In the present case, the timing from midazolam administration to the onset of anaphylaxis was 17 min. The median time to the onset of symptoms of anaphylaxis caused by midazolam is 2 min [14]. Regarding the clinical score, shorter intervals between administration of the suspected agent and symptom onset are associated with higher scores. Specifically, 5 and 15 min are the criteria for the time from administering the causative agent intravenously to the onset of anaphylaxis [1]. This is particularly relevant for intravenous drugs, since the rapid onset of symptoms is considered to support the likelihood of causality. In the present case, midazolam was administered intravenously before inserting the epidural catheter, and the patient was sedated during the epidural catheter insertion. Therefore, midazolam was unlikely to remain in the intravenous drip route until the onset of anaphylaxis.

Several reports have shown that anaphylaxis does not develop immediately after midazolam administration. The time from administering midazolam intramuscularly to the onset of anaphylaxis was 30 min [15]. The time from administering midazolam intranasally to the onset of anaphylaxis was 11 min [16]. The onset of anaphylaxis caused by non-intravenous causative agents might be delayed.

However, there is a case in which the time from administering midazolam to the onset of anaphylaxis was 42 min [14]. Although the cause of this is unclear, several cases showed that anaphylaxis does not always develop immediately after administering the causative agent; further studies might show their epidemiological and other characteristics.

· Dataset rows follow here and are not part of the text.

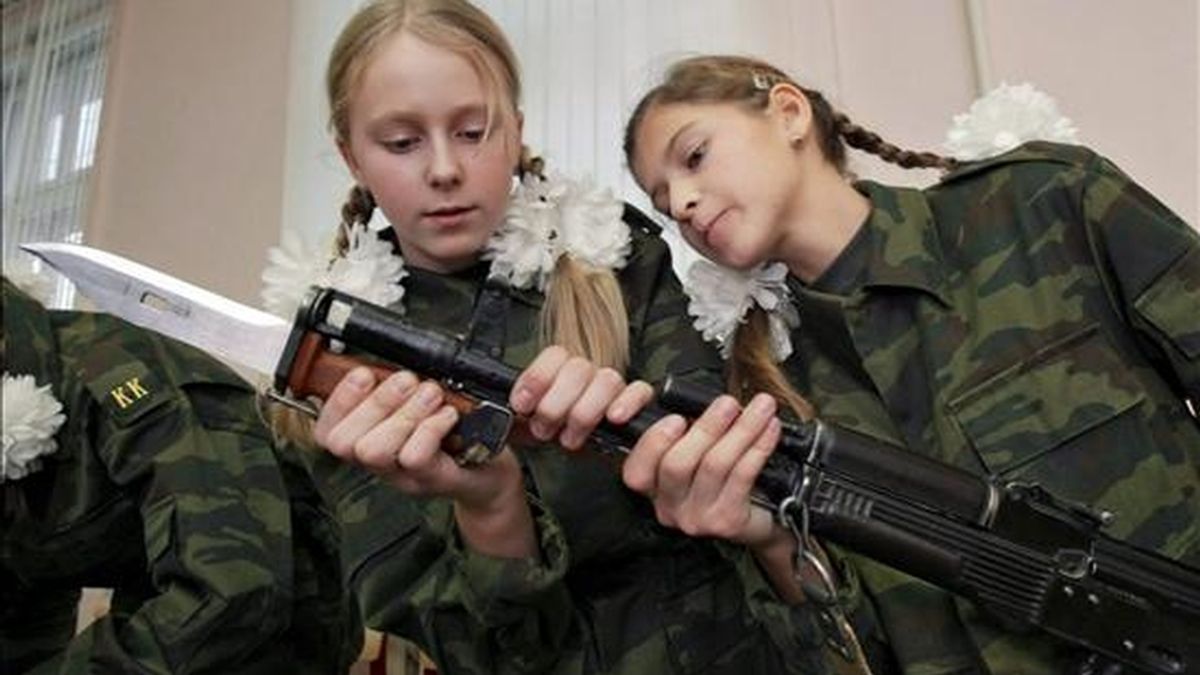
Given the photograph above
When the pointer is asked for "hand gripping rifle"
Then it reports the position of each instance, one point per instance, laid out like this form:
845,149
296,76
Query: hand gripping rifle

This report had several limitations. First, substances such as remimazolam were not tested in the skin test, which has been reported to exhibit cross-reactivity with midazolam [17]. Since the present patient might have examinations under sedation in the future, a search for alternative medications should be conducted. We would like to perform further tests if the patient wishes to test for cross-reactivity with other benzodiazepines.

Second, decimal values were not noted in the skin tests. Although we believe the skin test results were reliable, we will record the decimal values in future studies.

Third, adrenaline was not administered in this case. The first-line treatment for anaphylaxis is adrenaline [6], which should be administered early once symptoms of anaphylaxis have been recognized or suspected [18]. Thus, we should treat future anaphylaxis cases with adrenaline as soon as possible.

A case of perioperative anaphylaxis caused by midazolam, which was used before the induction of general anesthesia, was described. A definitive diagnosis of midazolam-induced anaphylaxis was supported by a non-low clinical score, positive findings on skin testing and serological evaluations, and a high score on the recently proposed composite scoring system.